7 thoughts on “You’re Too Early

  1. The morality of arresting someone who has not yet committed a murder that is known with certainty will be committed by that person was examined in the film “Minority Report”, even without any time travel technology, unless precognition is deemed a variation of time travel. But this story could invoke additional questions about what other time ripples might result from removing this man too soon. What beneficial effects might be lost from his interactions during the subsequent years? Even his expressions of antisemitism might have been sufficiently ugly to turn someone else away from it. Who knows but if that someone else might take Herr Hitler’s place if he were removed too soon? Alternatively, what if Jewish compassion at a vulnerable point could have changed the course of Hitler’s thinking, so that he never would commit his future crimes? That theme appeared in a television pilot “Rewind”. So many unknown possibilities challenge the morality of preventive execution.


    • My protagonists were from 1960. They had been born in Germany in the late 1930s and barely got out in time. They moved to the U.S. and eventually to Israel. Eichmann had just been tried so everything was fresh in their minds when they stumbled on the opportunity to capture Hitler.

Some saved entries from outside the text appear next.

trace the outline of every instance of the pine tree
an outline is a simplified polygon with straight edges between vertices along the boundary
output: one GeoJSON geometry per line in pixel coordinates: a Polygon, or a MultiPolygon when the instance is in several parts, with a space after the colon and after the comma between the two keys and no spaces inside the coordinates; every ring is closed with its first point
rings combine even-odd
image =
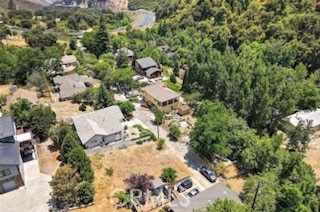
{"type": "Polygon", "coordinates": [[[61,145],[61,159],[63,162],[68,162],[71,151],[77,147],[80,147],[79,142],[71,135],[67,134],[61,145]]]}
{"type": "Polygon", "coordinates": [[[94,108],[96,110],[109,107],[113,104],[113,95],[109,92],[104,85],[100,85],[99,91],[96,97],[96,103],[94,108]]]}
{"type": "Polygon", "coordinates": [[[72,168],[75,168],[77,170],[82,180],[85,180],[87,182],[93,181],[93,170],[91,167],[91,161],[80,146],[74,148],[70,152],[68,157],[68,164],[70,164],[72,168]]]}
{"type": "Polygon", "coordinates": [[[17,6],[16,6],[16,4],[13,2],[13,0],[9,0],[9,2],[8,2],[8,9],[9,9],[9,10],[16,10],[16,9],[17,9],[17,6]]]}
{"type": "Polygon", "coordinates": [[[94,54],[99,57],[107,50],[111,49],[109,34],[104,24],[100,24],[98,31],[94,36],[94,54]]]}

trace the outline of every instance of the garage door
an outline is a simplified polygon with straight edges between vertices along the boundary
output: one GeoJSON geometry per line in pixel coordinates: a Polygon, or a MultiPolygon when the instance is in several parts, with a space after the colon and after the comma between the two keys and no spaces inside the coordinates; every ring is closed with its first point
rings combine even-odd
{"type": "Polygon", "coordinates": [[[2,186],[3,186],[5,192],[12,191],[17,188],[17,184],[14,180],[3,183],[2,186]]]}

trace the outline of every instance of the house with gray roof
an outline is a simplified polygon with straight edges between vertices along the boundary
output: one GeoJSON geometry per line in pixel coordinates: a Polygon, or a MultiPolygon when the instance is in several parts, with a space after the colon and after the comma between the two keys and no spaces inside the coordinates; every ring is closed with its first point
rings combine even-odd
{"type": "Polygon", "coordinates": [[[70,99],[72,95],[86,91],[88,87],[92,86],[92,82],[91,77],[79,74],[56,76],[53,78],[53,83],[55,84],[55,89],[59,92],[60,100],[70,99]]]}
{"type": "Polygon", "coordinates": [[[19,142],[11,115],[0,117],[0,194],[24,185],[19,142]]]}
{"type": "Polygon", "coordinates": [[[119,106],[111,106],[72,118],[85,148],[123,140],[124,116],[119,106]]]}
{"type": "Polygon", "coordinates": [[[139,74],[148,78],[161,76],[161,69],[159,69],[158,64],[151,57],[137,59],[134,61],[133,66],[139,74]]]}
{"type": "Polygon", "coordinates": [[[200,192],[191,198],[181,196],[173,200],[169,207],[174,212],[193,212],[195,210],[203,210],[208,205],[215,204],[217,199],[231,199],[236,202],[241,202],[238,195],[229,187],[222,183],[215,183],[210,188],[200,192]]]}

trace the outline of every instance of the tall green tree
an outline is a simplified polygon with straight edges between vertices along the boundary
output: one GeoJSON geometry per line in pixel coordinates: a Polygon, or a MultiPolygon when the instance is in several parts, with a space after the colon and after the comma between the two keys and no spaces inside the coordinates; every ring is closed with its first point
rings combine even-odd
{"type": "Polygon", "coordinates": [[[312,133],[312,121],[299,120],[297,126],[288,134],[288,149],[302,153],[306,152],[312,133]]]}
{"type": "Polygon", "coordinates": [[[93,202],[95,189],[92,183],[82,181],[77,185],[76,190],[80,205],[86,205],[93,202]]]}
{"type": "Polygon", "coordinates": [[[77,139],[74,138],[72,134],[67,134],[66,137],[63,139],[61,145],[61,160],[64,163],[67,163],[71,151],[77,147],[80,147],[79,141],[77,141],[77,139]]]}
{"type": "Polygon", "coordinates": [[[56,114],[50,107],[37,105],[34,106],[29,114],[30,121],[28,126],[33,134],[37,135],[41,141],[49,137],[49,130],[56,121],[56,114]]]}
{"type": "Polygon", "coordinates": [[[20,99],[10,105],[13,119],[18,126],[26,127],[30,121],[31,103],[27,99],[20,99]]]}
{"type": "Polygon", "coordinates": [[[100,85],[94,108],[96,110],[103,109],[113,105],[113,94],[106,89],[104,85],[100,85]]]}
{"type": "Polygon", "coordinates": [[[80,182],[79,174],[69,165],[64,165],[56,171],[52,176],[50,186],[52,188],[51,197],[56,200],[58,208],[70,207],[76,204],[77,191],[79,191],[77,187],[79,187],[80,182]]]}
{"type": "Polygon", "coordinates": [[[82,180],[93,182],[94,174],[91,167],[91,162],[80,146],[74,148],[68,154],[68,164],[78,171],[82,180]]]}
{"type": "Polygon", "coordinates": [[[207,212],[247,212],[249,205],[238,203],[231,199],[218,199],[213,205],[207,207],[207,212]]]}
{"type": "Polygon", "coordinates": [[[75,139],[78,137],[77,133],[68,123],[60,122],[51,132],[51,139],[58,148],[61,148],[61,145],[67,135],[70,135],[75,139]]]}

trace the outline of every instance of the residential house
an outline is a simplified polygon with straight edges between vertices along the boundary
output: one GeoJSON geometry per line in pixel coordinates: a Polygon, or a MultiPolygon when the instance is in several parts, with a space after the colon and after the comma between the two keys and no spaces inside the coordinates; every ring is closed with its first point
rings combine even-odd
{"type": "Polygon", "coordinates": [[[35,105],[39,103],[37,92],[29,91],[26,89],[18,88],[16,85],[13,85],[10,88],[11,94],[7,96],[6,105],[3,107],[5,110],[10,109],[10,105],[18,102],[20,99],[27,99],[31,104],[35,105]]]}
{"type": "Polygon", "coordinates": [[[61,66],[64,72],[72,72],[78,67],[78,59],[74,55],[64,55],[61,58],[61,66]]]}
{"type": "Polygon", "coordinates": [[[126,47],[122,47],[120,49],[117,49],[117,52],[115,54],[115,56],[117,57],[119,52],[123,52],[127,57],[133,57],[134,56],[134,53],[132,50],[126,48],[126,47]]]}
{"type": "Polygon", "coordinates": [[[162,83],[155,83],[143,87],[141,96],[143,100],[165,113],[170,113],[179,107],[179,99],[181,94],[164,87],[162,83]]]}
{"type": "Polygon", "coordinates": [[[229,187],[222,183],[215,183],[210,188],[200,192],[199,194],[188,198],[181,196],[173,200],[169,207],[174,212],[193,212],[197,210],[203,210],[208,205],[213,205],[217,199],[231,199],[236,202],[241,202],[238,195],[229,187]]]}
{"type": "Polygon", "coordinates": [[[72,118],[81,143],[85,148],[107,145],[123,140],[124,116],[119,106],[111,106],[72,118]]]}
{"type": "Polygon", "coordinates": [[[312,121],[312,128],[313,130],[320,130],[320,108],[314,111],[305,110],[305,111],[298,111],[295,114],[292,114],[284,119],[285,121],[285,128],[290,130],[296,127],[301,121],[312,121]]]}
{"type": "Polygon", "coordinates": [[[169,58],[172,58],[174,55],[174,52],[171,51],[170,46],[168,46],[168,45],[157,46],[157,49],[160,52],[166,53],[167,57],[169,57],[169,58]]]}
{"type": "Polygon", "coordinates": [[[161,76],[161,69],[158,68],[158,64],[151,58],[137,59],[133,63],[134,69],[148,78],[156,78],[161,76]]]}
{"type": "Polygon", "coordinates": [[[59,92],[60,100],[70,99],[72,95],[84,92],[88,87],[92,86],[92,82],[91,77],[79,74],[56,76],[53,78],[53,83],[59,92]]]}
{"type": "Polygon", "coordinates": [[[0,117],[0,194],[24,185],[21,164],[12,116],[0,117]]]}

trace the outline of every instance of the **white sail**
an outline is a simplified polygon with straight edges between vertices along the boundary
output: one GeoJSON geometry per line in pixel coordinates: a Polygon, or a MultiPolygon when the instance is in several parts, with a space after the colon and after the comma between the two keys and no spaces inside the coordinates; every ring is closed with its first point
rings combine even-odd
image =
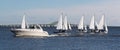
{"type": "Polygon", "coordinates": [[[71,29],[71,26],[67,22],[67,16],[63,16],[63,13],[60,16],[60,19],[58,21],[56,29],[58,29],[58,30],[68,30],[68,29],[71,29]]]}
{"type": "Polygon", "coordinates": [[[63,21],[63,30],[68,30],[67,16],[64,16],[64,21],[63,21]]]}
{"type": "Polygon", "coordinates": [[[84,22],[84,16],[81,17],[80,23],[78,24],[78,29],[84,29],[83,28],[83,23],[84,22]]]}
{"type": "Polygon", "coordinates": [[[94,16],[91,18],[89,29],[93,29],[93,30],[95,29],[95,18],[94,18],[94,16]]]}
{"type": "Polygon", "coordinates": [[[71,30],[71,29],[72,29],[70,24],[68,24],[68,29],[69,29],[69,30],[71,30]]]}
{"type": "Polygon", "coordinates": [[[104,19],[104,15],[102,16],[102,18],[101,18],[101,20],[100,20],[100,22],[99,22],[99,25],[98,25],[98,29],[99,30],[102,30],[102,29],[104,29],[104,21],[105,19],[104,19]]]}
{"type": "Polygon", "coordinates": [[[22,29],[25,29],[26,27],[26,23],[25,23],[25,15],[23,16],[23,19],[22,19],[22,24],[21,24],[21,28],[22,29]]]}
{"type": "Polygon", "coordinates": [[[58,24],[57,24],[57,28],[56,29],[62,29],[62,17],[63,17],[63,14],[61,14],[61,16],[60,16],[60,19],[59,19],[59,21],[58,21],[58,24]]]}
{"type": "Polygon", "coordinates": [[[107,27],[107,24],[105,24],[105,33],[108,33],[108,27],[107,27]]]}

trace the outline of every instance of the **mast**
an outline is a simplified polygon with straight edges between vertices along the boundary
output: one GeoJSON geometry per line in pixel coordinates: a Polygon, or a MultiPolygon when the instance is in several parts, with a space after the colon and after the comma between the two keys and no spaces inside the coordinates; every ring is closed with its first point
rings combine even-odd
{"type": "Polygon", "coordinates": [[[25,25],[26,25],[26,23],[25,23],[25,15],[24,15],[24,16],[23,16],[23,19],[22,19],[21,28],[22,28],[22,29],[25,29],[25,25]]]}
{"type": "Polygon", "coordinates": [[[84,22],[84,16],[81,17],[81,20],[80,20],[80,22],[78,24],[78,29],[84,29],[83,28],[83,24],[84,24],[83,22],[84,22]]]}
{"type": "Polygon", "coordinates": [[[95,29],[95,18],[94,18],[94,16],[92,16],[92,18],[91,18],[89,29],[93,29],[93,30],[95,29]]]}

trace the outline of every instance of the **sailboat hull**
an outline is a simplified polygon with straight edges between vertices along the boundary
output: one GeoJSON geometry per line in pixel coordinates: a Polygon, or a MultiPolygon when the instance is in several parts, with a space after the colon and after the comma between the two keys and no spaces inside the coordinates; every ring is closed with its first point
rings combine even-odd
{"type": "Polygon", "coordinates": [[[84,32],[84,33],[87,32],[87,30],[82,30],[82,29],[79,29],[78,31],[79,31],[79,32],[84,32]]]}
{"type": "Polygon", "coordinates": [[[89,32],[95,33],[96,30],[90,29],[89,32]]]}
{"type": "Polygon", "coordinates": [[[49,36],[46,31],[41,31],[39,29],[12,29],[16,36],[49,36]]]}
{"type": "Polygon", "coordinates": [[[67,30],[58,30],[58,31],[56,31],[56,32],[54,32],[54,33],[65,33],[67,30]]]}
{"type": "Polygon", "coordinates": [[[84,30],[82,30],[82,29],[79,29],[78,31],[79,31],[79,32],[84,32],[84,30]]]}

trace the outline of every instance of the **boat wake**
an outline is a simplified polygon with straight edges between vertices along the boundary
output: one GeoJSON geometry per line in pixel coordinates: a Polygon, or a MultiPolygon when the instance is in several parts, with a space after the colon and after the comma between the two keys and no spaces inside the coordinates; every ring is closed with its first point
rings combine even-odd
{"type": "Polygon", "coordinates": [[[51,34],[49,37],[55,37],[55,36],[70,36],[68,33],[57,33],[57,34],[51,34]]]}

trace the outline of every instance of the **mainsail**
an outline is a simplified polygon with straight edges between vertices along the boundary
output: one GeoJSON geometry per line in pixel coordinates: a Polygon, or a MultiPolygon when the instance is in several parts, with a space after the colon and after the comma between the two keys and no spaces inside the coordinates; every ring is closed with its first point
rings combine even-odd
{"type": "Polygon", "coordinates": [[[93,29],[93,30],[95,29],[95,18],[94,18],[94,16],[91,18],[89,29],[93,29]]]}
{"type": "Polygon", "coordinates": [[[99,30],[104,29],[104,25],[105,25],[104,22],[105,22],[105,19],[104,19],[104,15],[103,15],[100,22],[99,22],[99,25],[98,25],[97,29],[99,29],[99,30]]]}
{"type": "Polygon", "coordinates": [[[59,19],[59,21],[58,21],[58,24],[57,24],[57,28],[56,29],[62,29],[62,17],[63,17],[63,15],[61,14],[61,16],[60,16],[60,19],[59,19]]]}
{"type": "Polygon", "coordinates": [[[78,24],[78,29],[84,29],[84,16],[81,17],[80,23],[78,24]]]}
{"type": "Polygon", "coordinates": [[[67,16],[64,16],[63,30],[68,30],[67,16]]]}
{"type": "Polygon", "coordinates": [[[25,28],[26,28],[25,15],[23,16],[23,19],[22,19],[21,28],[22,28],[22,29],[25,29],[25,28]]]}
{"type": "Polygon", "coordinates": [[[63,13],[60,16],[60,19],[58,21],[56,29],[58,29],[58,30],[68,30],[68,29],[71,29],[71,26],[67,22],[67,16],[63,16],[63,13]]]}

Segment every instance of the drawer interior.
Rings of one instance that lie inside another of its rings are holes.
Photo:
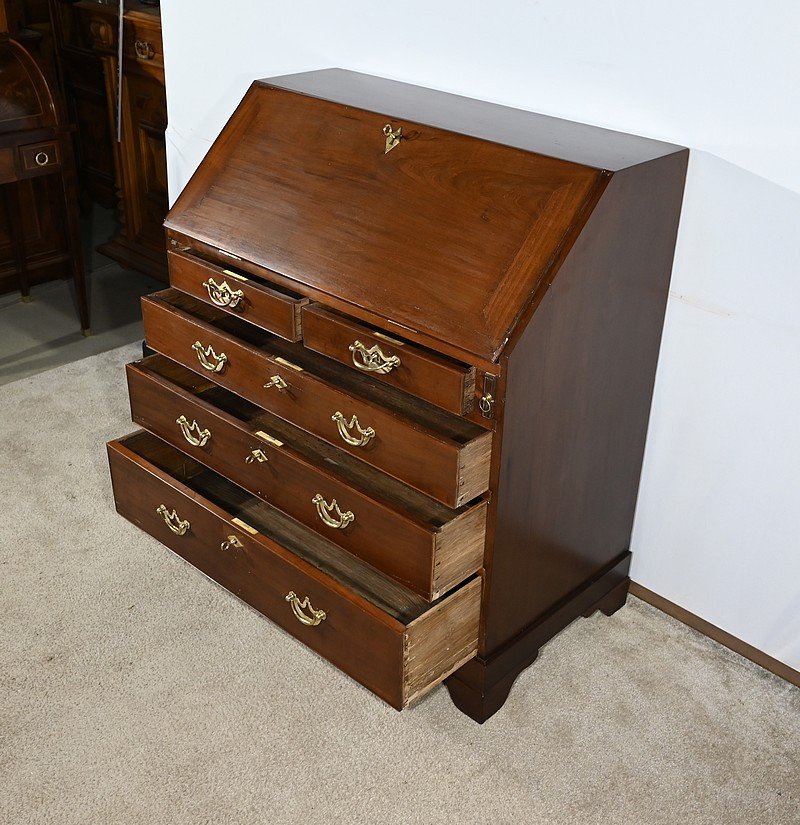
[[[452,510],[163,355],[151,355],[139,362],[138,366],[222,410],[248,429],[262,430],[278,438],[311,463],[335,472],[356,487],[369,490],[371,496],[391,502],[394,509],[433,528],[444,527],[480,501],[480,498],[474,499],[457,510]]]
[[[165,289],[149,296],[149,300],[162,301],[175,309],[193,315],[214,326],[220,332],[228,333],[253,347],[263,349],[266,355],[278,356],[291,361],[344,392],[397,410],[411,421],[437,432],[456,444],[469,444],[486,432],[471,421],[446,413],[433,404],[421,401],[402,390],[375,381],[330,358],[317,355],[306,349],[302,343],[294,344],[285,341],[178,290]]]
[[[121,443],[203,498],[221,507],[233,518],[244,522],[341,582],[399,622],[409,624],[439,603],[426,601],[407,590],[370,565],[150,433],[134,433],[122,439]]]

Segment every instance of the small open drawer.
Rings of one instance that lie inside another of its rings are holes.
[[[142,299],[167,358],[448,507],[489,488],[492,432],[174,289]]]
[[[169,251],[167,260],[169,282],[175,289],[274,332],[287,341],[299,341],[302,337],[300,312],[308,303],[307,298],[261,282],[233,264],[222,267],[191,251]]]
[[[480,577],[430,604],[150,433],[108,454],[121,515],[393,707],[476,655]]]
[[[303,307],[303,342],[315,352],[456,415],[472,411],[475,367],[401,341],[320,304]]]
[[[127,372],[137,424],[424,598],[483,566],[486,499],[451,510],[163,355]]]

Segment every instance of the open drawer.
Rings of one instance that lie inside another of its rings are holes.
[[[233,265],[222,267],[190,251],[167,253],[169,282],[176,289],[244,318],[287,341],[299,341],[307,298],[266,284]]]
[[[163,355],[127,372],[137,424],[426,599],[483,566],[486,499],[451,510]]]
[[[456,415],[467,415],[475,401],[475,367],[328,309],[303,307],[303,342],[378,381],[424,398]]]
[[[430,604],[150,433],[108,453],[121,515],[393,707],[476,655],[480,577]]]
[[[448,507],[488,489],[491,431],[177,290],[143,298],[142,314],[167,358]]]

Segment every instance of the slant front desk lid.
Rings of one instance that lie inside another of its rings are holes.
[[[309,72],[250,87],[166,226],[494,360],[609,174],[673,148]]]

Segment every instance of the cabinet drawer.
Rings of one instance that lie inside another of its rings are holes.
[[[301,337],[300,311],[307,298],[293,295],[195,255],[168,252],[169,282],[181,292],[213,304],[288,341]]]
[[[480,577],[431,605],[149,433],[108,452],[121,515],[393,707],[475,656]]]
[[[315,352],[456,415],[472,410],[475,367],[398,341],[319,304],[303,308],[303,340]]]
[[[488,489],[492,433],[470,421],[175,290],[142,314],[153,349],[443,504]]]
[[[125,17],[125,56],[137,63],[164,68],[164,50],[159,24],[148,25],[142,20]]]
[[[127,372],[137,424],[424,598],[482,567],[485,500],[451,510],[161,355]]]
[[[61,164],[58,143],[52,140],[20,146],[19,154],[23,170],[29,173],[43,172]]]

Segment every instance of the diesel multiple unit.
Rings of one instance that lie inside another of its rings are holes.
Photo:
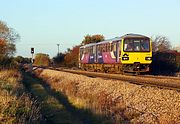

      Barak’s plan to try Hitler wouldn’t have worked since the transfer is temporary. Once the experiment loses power, everyone goes back to their original time and location. If Rivkah could kill Hitler, according to the theory I set forth in this “universe,” time would “reset” and a new history would be created, although Braunstein, Barak, and Rivkah would have remembered the old history. However the moral implications became a tremendous struggle. Could Rivkah and Barak had affected Hitler sufficiently that his 1918 self would start making different decisions? My guess is that this incident, while bewildering to Hitler, wouldn’t have been enough to change the course of history. He wouldn’t have understood the level of compassion they were exercising in sparing his life.


  2. Dear James,

    So many what-if’s and variables. What other monster would’ve done the same or worse? Hitler wasn’t the first, only the best documented. Similar stories ours that ask similar, yet rhetorical, questions.



    Liked by 1 person

  3. Perhaps Stalin was more politically pragmatic and less ideologically racist about his massive killings. He also arguably confined himself to his own country and sphere of influence, whereby he benefitted from the international etiquette of respecting national sovereignty that used to try to turn a blind eye toward what was done by a political leader within his own borders. Thus also the atrocities of an Idi Amin, a Saddam Hussein, a Bashar Assad, and numerous others were ignored for long periods.